Sunday 18 February 2024

For All The World As If They Knew What They Were Talking About

"To My Comrade David Lindsay, With Respect, George Galloway," it reads in the front of my copy of I'm Not the Only One, previously owned by the late, great Davey Ayre, who went on to sign my nomination papers for the 2019 General Election inside the legendary Durham Miners' Hall at Redhills.

Davey will be one of many of whom I shall be thinking from nine o'clock as I watched Miners' Strike: A Frontline Story on BBC Two, featuring at least one fully signed up columnist on my forthcoming magazine. Someone else who said yes in principle a while ago, and whom I really must chase up, is up for a BAFTA this evening, and may already have won it.

Anyway, it says at the bottom of page 67 of I'm Not the Only One that, "Air-headed blow-dried telly-dollies (and some women broadcasters), chosen for their dentistry and ability to read an autocue, would question me on television about "weapons of mass destruction" for all the world as if they knew what they were talking about." Have you got that, Catherine Bennett? No, of course you haven't.

Bennett might more usefully, or indeed at all usefully, have asked what good the Windrush Line was to those victims of the Windrush Scandal who were still waiting for compensation. Hey, ho. Labour activists in the old Lib-Lab marginal of Rochdale are desperately telling people to vote Liberal Democrat to stop George. They know.

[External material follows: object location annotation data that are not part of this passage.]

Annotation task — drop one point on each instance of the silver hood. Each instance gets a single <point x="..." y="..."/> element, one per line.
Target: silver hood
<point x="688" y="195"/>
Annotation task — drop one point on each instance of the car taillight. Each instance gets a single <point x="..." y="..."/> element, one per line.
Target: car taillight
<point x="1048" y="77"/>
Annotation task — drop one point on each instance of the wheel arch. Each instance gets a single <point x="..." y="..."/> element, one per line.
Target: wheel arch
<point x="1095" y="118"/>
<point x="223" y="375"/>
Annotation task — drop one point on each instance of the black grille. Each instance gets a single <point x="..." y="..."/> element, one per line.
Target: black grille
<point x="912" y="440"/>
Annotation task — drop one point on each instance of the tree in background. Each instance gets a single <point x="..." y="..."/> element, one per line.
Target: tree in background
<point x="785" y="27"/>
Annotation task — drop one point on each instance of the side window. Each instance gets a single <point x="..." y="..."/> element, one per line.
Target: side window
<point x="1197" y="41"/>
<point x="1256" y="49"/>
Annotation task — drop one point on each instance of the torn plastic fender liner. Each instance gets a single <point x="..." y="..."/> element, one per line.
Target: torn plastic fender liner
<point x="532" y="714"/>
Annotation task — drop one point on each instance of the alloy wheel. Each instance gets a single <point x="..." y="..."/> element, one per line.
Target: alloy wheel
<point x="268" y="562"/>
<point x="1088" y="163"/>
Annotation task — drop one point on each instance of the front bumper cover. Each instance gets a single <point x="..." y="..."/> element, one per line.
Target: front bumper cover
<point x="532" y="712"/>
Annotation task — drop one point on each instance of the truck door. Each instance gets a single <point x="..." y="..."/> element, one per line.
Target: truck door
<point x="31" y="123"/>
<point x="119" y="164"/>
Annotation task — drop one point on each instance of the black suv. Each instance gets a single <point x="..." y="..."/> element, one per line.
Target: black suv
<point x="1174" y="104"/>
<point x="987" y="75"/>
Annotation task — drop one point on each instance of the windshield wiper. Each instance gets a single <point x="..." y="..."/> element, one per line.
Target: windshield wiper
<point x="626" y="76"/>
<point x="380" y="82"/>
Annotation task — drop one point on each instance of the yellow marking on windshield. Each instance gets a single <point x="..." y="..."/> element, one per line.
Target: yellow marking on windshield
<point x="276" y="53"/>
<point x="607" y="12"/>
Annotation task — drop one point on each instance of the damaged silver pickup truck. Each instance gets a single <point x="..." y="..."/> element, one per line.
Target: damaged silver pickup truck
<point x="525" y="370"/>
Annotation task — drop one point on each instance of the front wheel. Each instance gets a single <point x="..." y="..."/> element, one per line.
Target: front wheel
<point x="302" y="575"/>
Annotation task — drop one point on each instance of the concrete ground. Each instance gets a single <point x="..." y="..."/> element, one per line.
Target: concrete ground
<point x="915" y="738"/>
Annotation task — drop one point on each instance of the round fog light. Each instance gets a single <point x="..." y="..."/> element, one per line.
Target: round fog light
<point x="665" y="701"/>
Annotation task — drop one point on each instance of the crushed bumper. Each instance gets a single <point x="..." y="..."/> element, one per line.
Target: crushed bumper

The new MP for Kingswood, Damien Egan, is married to Yossi Felberbaum, a recruiter for the IDF's Unit 8200, an infamous collector of intelligence for blackmail and for secret evidence. Will this person be issued with a parliamentary pass? George will very soon be on the case. And all MPs under 35 should be made to attend George's latest maiden speech, so that broadcasters could show the looks on their faces, not only because of the content, but also because of, well, we know, don't we? Those were the days, which are about to come back.

When I tell you that there is going to be a hung Parliament, then you can take that to the bank. I spent the 2005 Parliament saying that it was psephologically impossible for the Heir to Blair's Conservative Party to win an overall majority. I predicted a hung Parliament on the day that the 2017 General Election was called, and I stuck to that, entirely alone, all the way up to the publication of the exit poll eight long weeks later. And on the day that Rishi Sunak became Prime Minister, I predicted that a General Election between him and Keir Starmer would result in a hung Parliament.

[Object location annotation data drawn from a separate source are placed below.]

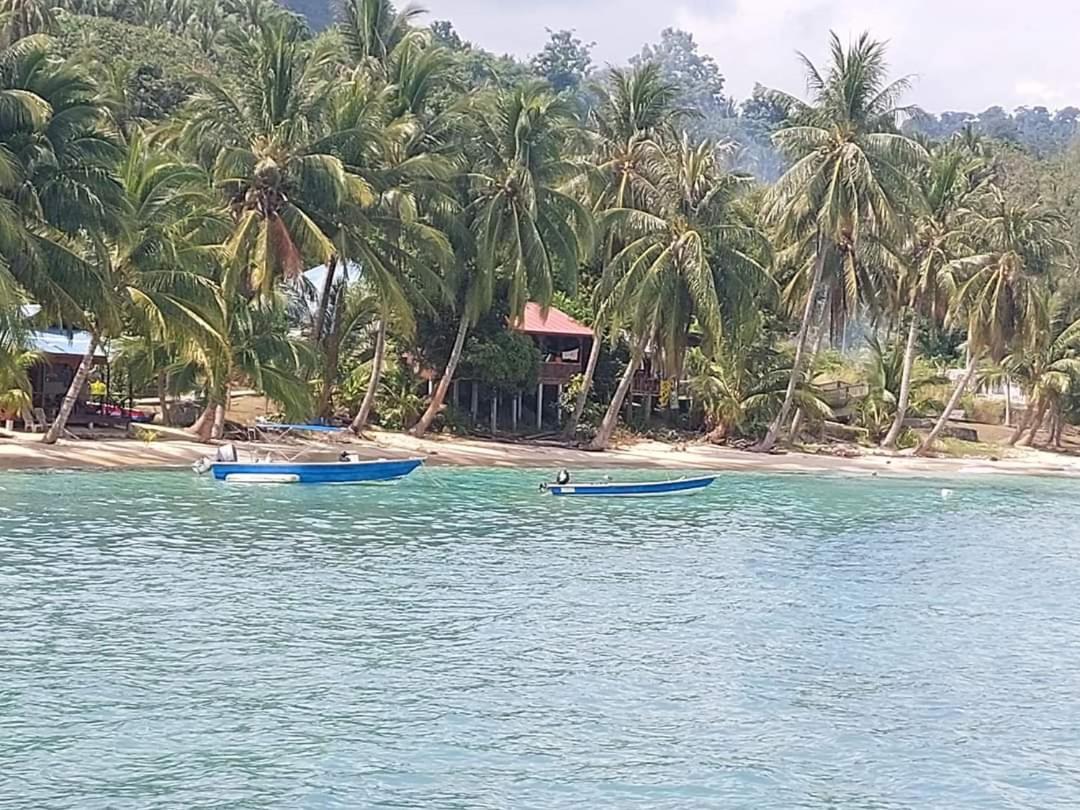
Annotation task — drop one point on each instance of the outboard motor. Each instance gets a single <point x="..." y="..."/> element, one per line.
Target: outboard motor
<point x="226" y="453"/>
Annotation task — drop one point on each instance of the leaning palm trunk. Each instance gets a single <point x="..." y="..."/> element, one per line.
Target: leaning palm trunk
<point x="444" y="385"/>
<point x="586" y="385"/>
<point x="329" y="366"/>
<point x="1024" y="424"/>
<point x="218" y="430"/>
<point x="1036" y="424"/>
<point x="202" y="426"/>
<point x="1054" y="440"/>
<point x="324" y="300"/>
<point x="905" y="387"/>
<point x="59" y="423"/>
<point x="799" y="413"/>
<point x="373" y="385"/>
<point x="770" y="439"/>
<point x="603" y="436"/>
<point x="950" y="406"/>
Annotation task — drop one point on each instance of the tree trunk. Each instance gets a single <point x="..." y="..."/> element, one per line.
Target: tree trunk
<point x="373" y="386"/>
<point x="770" y="439"/>
<point x="586" y="385"/>
<point x="1008" y="402"/>
<point x="202" y="424"/>
<point x="1040" y="414"/>
<point x="72" y="394"/>
<point x="1054" y="437"/>
<point x="717" y="434"/>
<point x="451" y="365"/>
<point x="905" y="386"/>
<point x="223" y="405"/>
<point x="1024" y="423"/>
<point x="927" y="443"/>
<point x="324" y="301"/>
<point x="793" y="433"/>
<point x="603" y="436"/>
<point x="163" y="397"/>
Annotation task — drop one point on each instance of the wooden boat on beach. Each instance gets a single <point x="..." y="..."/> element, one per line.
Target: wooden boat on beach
<point x="348" y="470"/>
<point x="632" y="489"/>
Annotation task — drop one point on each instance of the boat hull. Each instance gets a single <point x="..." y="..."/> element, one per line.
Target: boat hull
<point x="630" y="489"/>
<point x="331" y="472"/>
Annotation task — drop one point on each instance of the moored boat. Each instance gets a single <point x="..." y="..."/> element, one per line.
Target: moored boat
<point x="631" y="489"/>
<point x="347" y="470"/>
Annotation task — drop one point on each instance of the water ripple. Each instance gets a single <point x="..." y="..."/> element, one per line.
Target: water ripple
<point x="458" y="640"/>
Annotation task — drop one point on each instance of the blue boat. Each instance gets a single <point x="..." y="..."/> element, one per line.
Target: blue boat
<point x="633" y="489"/>
<point x="351" y="471"/>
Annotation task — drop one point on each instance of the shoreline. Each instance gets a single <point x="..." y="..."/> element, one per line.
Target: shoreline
<point x="26" y="453"/>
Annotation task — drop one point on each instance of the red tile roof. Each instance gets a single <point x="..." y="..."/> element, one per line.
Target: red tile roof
<point x="556" y="323"/>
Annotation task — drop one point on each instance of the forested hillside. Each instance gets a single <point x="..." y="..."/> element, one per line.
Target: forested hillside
<point x="172" y="170"/>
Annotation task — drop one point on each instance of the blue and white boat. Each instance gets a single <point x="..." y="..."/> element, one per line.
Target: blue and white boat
<point x="347" y="470"/>
<point x="632" y="489"/>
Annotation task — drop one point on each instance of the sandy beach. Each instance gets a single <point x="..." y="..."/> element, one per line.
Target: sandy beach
<point x="27" y="453"/>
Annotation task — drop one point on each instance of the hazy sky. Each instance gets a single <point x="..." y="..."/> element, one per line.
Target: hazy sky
<point x="963" y="54"/>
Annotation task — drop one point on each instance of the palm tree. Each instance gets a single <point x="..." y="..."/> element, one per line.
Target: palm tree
<point x="15" y="359"/>
<point x="255" y="349"/>
<point x="636" y="108"/>
<point x="21" y="18"/>
<point x="524" y="229"/>
<point x="281" y="170"/>
<point x="948" y="181"/>
<point x="158" y="266"/>
<point x="1048" y="367"/>
<point x="374" y="29"/>
<point x="999" y="296"/>
<point x="693" y="240"/>
<point x="848" y="189"/>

To strengthen families and communities by securing economic equality and international peace through the democratic political control of the means to those ends, including national and parliamentary sovereignty, we need to hold the balance of power. Owing nothing to either main party, we must be open to the better offer. There does, however, need to be a better offer. Not a lesser evil, which in any case the Labour Party is not.

2 comments:

  1. George is lucky to have you in his corner.